Inhibitive Effect of Resveratrol on the Inflammation in Cultured Astrocytes and Microglia Induced by A β1–42

In this study, inflammation was mimicked by Aβ1–42 treatment of rat astrocytes (RA) and N9 microglia cell lines. Inflammation induced by Aβ1–42 can be inhibited by pyrrolidine dithiocarbamic acid (PDTC), indicating that the NF-κB signal pathway is involved in inflammation. Then, the inhibitive effects of resveratrol (Res) on the inflammation in RA and N9 cells were assessed by observing the changes in inflammatory factors, chemokines, cell cycle and adhesion molecules on the cell surface. 17β-Estradiol was used as an estrogen-positive control because Res is one of the selective estrogen receptor modulators.

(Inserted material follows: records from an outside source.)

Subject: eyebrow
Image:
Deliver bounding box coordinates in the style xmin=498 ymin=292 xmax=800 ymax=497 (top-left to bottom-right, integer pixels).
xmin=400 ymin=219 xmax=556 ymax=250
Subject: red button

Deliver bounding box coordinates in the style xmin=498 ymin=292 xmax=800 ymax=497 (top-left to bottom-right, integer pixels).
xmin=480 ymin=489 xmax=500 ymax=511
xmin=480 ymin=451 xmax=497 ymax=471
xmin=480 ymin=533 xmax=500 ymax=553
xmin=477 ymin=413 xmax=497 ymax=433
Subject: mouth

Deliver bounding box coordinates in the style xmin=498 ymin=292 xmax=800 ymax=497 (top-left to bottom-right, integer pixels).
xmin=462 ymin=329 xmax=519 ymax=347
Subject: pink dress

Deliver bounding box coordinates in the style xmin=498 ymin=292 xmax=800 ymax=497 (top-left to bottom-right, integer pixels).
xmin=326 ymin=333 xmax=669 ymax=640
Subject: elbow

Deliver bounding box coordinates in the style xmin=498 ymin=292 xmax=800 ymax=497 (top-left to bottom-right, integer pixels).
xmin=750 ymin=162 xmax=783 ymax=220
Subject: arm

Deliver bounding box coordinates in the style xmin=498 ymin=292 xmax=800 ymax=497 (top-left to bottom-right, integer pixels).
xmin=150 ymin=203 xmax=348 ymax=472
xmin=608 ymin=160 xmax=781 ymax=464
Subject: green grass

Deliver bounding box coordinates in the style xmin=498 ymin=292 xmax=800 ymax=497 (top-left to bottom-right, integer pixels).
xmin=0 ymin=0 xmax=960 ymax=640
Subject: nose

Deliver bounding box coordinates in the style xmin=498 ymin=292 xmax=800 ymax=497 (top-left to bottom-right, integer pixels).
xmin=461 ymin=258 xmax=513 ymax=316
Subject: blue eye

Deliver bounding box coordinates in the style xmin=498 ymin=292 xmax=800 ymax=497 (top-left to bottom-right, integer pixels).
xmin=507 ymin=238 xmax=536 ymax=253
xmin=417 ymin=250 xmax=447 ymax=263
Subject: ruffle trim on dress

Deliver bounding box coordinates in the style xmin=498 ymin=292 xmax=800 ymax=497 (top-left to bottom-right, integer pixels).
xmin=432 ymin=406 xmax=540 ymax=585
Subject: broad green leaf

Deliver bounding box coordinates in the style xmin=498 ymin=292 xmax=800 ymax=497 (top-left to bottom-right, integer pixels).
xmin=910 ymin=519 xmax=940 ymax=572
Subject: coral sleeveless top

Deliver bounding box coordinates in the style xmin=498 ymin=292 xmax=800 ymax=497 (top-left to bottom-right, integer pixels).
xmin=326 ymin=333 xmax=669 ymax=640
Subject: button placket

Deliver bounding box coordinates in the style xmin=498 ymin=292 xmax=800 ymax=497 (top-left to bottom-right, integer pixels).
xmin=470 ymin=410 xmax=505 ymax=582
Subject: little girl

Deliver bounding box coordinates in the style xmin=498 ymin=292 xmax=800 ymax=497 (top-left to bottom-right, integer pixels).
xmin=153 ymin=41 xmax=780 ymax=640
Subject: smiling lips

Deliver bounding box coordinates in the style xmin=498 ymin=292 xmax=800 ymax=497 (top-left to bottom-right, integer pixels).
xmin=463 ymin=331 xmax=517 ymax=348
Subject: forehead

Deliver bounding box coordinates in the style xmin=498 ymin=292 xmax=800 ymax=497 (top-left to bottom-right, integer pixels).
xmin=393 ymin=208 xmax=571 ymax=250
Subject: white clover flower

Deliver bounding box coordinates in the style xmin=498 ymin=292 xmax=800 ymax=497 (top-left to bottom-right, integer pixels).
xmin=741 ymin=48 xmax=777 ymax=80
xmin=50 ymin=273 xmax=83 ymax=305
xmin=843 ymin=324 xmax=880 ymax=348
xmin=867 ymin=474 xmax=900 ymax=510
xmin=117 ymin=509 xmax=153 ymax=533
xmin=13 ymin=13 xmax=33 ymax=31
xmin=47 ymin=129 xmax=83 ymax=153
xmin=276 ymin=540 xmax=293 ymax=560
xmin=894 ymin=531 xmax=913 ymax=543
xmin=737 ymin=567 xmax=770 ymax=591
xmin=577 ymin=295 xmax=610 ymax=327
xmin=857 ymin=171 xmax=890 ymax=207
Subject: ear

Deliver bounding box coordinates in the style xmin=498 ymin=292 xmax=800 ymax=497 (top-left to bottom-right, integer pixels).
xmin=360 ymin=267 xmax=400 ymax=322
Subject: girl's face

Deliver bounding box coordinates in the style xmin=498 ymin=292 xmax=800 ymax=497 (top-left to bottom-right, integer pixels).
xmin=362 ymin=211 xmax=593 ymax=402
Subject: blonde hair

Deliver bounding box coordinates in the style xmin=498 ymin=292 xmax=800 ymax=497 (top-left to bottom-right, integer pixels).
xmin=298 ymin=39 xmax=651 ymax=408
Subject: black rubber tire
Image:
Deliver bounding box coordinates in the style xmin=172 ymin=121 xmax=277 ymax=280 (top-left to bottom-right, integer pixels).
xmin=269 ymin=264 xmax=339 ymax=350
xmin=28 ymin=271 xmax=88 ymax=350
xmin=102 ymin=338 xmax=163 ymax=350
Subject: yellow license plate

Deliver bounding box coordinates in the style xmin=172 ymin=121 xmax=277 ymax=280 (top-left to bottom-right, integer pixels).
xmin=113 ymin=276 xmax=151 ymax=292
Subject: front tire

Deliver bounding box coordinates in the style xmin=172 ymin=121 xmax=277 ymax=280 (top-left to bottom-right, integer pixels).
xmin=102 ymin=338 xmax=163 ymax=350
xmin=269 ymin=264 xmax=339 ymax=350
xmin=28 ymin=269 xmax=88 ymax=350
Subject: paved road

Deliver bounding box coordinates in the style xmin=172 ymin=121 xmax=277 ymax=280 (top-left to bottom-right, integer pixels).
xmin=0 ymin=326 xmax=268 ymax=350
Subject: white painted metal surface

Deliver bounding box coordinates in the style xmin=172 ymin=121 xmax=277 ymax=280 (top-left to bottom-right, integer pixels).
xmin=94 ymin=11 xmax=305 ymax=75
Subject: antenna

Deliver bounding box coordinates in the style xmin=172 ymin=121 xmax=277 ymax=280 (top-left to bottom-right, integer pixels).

In RA cells, TNF-α, IL-1β and MCP-1 in the supernatant and the proliferation index in the cell cycle were decreased by 5, 12.5, and 25 μM Res and 20 nM 17β-estradiol treatment 24 h before Aβ1–42. Similarly, in N9 microglial, the levels of IL-1β, IL-6 and NO in the supernatant and CD40 and MHCII in the 10, 20, and 40 μM Res and 20 nM 17β-estradiol treatment groups decreased markedly compared with the Aβ1–42 treatment group. In addition, Res decreased the nuclear translocation of NF-κB/p65 when checked by immunofluorescence. Furthermore, Res increased the expression of NF-κB/p65 and decreased the expression of p-IκB in the cytoplasm in both RA and N9 microglia. Taken together, the present data indicate that Res reduces inflammation in RA and N9 microglia, and the anti-NF-κB signal pathway may be one of the target mechanisms.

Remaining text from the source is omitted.